Jenne Lombardo The Houghton Girl

"When we were in the car last night, my kids were like “who do you love more, us or bla bla bla?”  I was like you don’t understand, there’s nobody I can love any more than you guys, but myself. I was like I’ve gotta love myself first and you guys do too. If you’re not numero uno then everything else is going to fail, if you don’t love yourself then nobody’s ever going to be able to love you and never going to be able to give it back."

Katharine: "Can you define confidence?"

Jenné: "Confidence to me it is really loving yourself,and it’s not being arrogant and unapologetic, but just saying I’m working with the best that I’ve got and to the best of my ability. And it’s not trying to be an ace and wiz at everything, it’s just being able to say at the end of the day I tried and that makes me confident. Being confident for me also comes in place with accepting that you’re not going to be the most popular and you’re not going to be the prettiest and the smartest and the richest and that’s okay why do you want to do that to yourself? Just say thank you God for letting me be here I owe you to give back and do my part and be the best that I can be. How can you not... that sounds like an awesome way to live, it sounds liberating and freeing and that’s pretty damn confident to me."

"To be able to say like, to be able to say with confidence, “I’m different, yes, and different is OK,” whether that’s your sexual orientation... Like, why do we have to have answers for things? Maybe you like boys today, girls tomorrow... I dunno. Maybe you’re a vegan today, meat eater tomorrow. Just give people a place to be able to explore themselves and feel safe."

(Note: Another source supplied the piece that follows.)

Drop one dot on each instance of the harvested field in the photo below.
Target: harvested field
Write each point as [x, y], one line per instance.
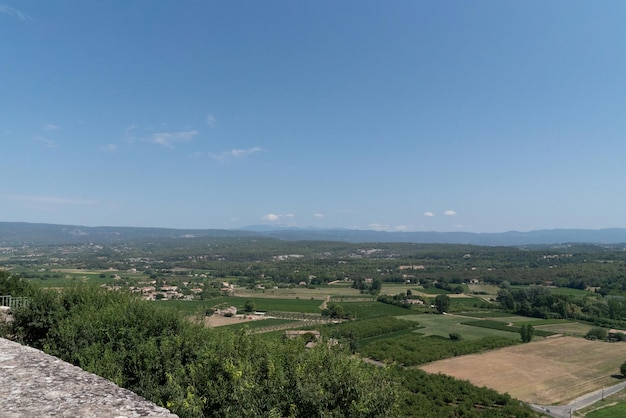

Katharine: "What gives you strength?"

Jenné: "My love for my family and my family’s love for me."

Katharine: "What gives you joy and happiness?"

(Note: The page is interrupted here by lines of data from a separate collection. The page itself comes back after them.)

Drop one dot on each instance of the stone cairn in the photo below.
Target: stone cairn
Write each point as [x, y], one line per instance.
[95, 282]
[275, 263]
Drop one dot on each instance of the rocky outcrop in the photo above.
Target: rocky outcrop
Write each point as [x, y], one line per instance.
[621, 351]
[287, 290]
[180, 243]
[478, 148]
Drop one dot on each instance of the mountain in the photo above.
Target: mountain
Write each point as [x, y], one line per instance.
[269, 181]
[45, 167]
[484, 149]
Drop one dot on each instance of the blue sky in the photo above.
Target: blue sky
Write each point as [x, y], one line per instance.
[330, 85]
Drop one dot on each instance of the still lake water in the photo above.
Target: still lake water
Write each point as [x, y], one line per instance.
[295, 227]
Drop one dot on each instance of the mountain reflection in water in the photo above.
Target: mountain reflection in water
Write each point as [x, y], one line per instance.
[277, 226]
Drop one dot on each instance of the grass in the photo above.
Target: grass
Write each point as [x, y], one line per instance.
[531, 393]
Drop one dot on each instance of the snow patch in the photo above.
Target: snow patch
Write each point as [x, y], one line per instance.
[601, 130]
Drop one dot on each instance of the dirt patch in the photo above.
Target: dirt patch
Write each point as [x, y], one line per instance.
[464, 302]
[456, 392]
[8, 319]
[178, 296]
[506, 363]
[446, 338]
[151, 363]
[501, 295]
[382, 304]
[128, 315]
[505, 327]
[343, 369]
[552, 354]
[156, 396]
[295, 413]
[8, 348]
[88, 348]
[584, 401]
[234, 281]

Jenné: "Hanging out and laughing.... Memes... legit."

Jenne Lombardo The Houghton Girl
Katharine: "What part of your body do you love?"

Jenné: "My bum and my stomach."

Katharine: "What part of your body don’t you love?"

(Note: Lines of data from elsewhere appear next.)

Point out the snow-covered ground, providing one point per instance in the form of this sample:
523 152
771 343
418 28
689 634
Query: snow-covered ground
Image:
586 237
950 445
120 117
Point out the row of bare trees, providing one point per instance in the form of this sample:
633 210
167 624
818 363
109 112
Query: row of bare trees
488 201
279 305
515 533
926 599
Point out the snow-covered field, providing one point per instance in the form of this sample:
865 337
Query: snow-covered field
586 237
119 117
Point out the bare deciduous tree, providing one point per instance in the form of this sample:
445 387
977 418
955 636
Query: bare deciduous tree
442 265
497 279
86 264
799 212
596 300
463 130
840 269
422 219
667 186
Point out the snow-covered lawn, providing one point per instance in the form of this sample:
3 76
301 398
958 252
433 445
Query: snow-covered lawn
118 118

Jenné: "The backs of my thighs... fucking hell."

Katharine: "What role does your industry play in your life and what would you change?"

Jenné:  "If you had asked me this ten years ago it would have been a significant role. I would have felt like I had to be keeping up with the Joneses, and had to afford all those nice shoes, this that and the other, and now it’s like, I’ve got three mouths to feed. If I can afford them great, if not, no sweat, it’s cool.

"I would introduce a new guard of people to help lead the fashion industry. I would stop forcing designers to enter an industry that I don’t particularly think is sustainable. In fact, I know it’s not. Not he way it’s currently set up, unless you’ve got the money to keep plowing through, it’s really challenging. Designers need to have more access to customers. The way that store policies and returns and production schedules work, it’s antiquated.

"Idealistically, we wouldn’t hero just this front row, perfect, skinny perception. You know, most of my friends, a lot of them are models, and I’m not mad at them for being tall and skinny and successfully making their careers, that’s great. They’re blessed, they know that they are. But there’s more to fashion than just that. And it’s like, the women you design your clothes for aren’t just girls who look good on the runway.

"I wanted to be a part of this project for several reasons. I mean, first and foremost, it really is to let your audience and the industry know about real women struggling with real women things doing real women things. We’re imperfect, and our flaws and our imperfections I think it’s the most beautiful thing. I’ve been a fan of yours from the beginning, and I still am. Everything that you’ve created, are some of my favorite things- so to put women in these beautiful garments with context? It’s so much more meaningful than just sending them down a runway without any history about why, and it just makes things prettier."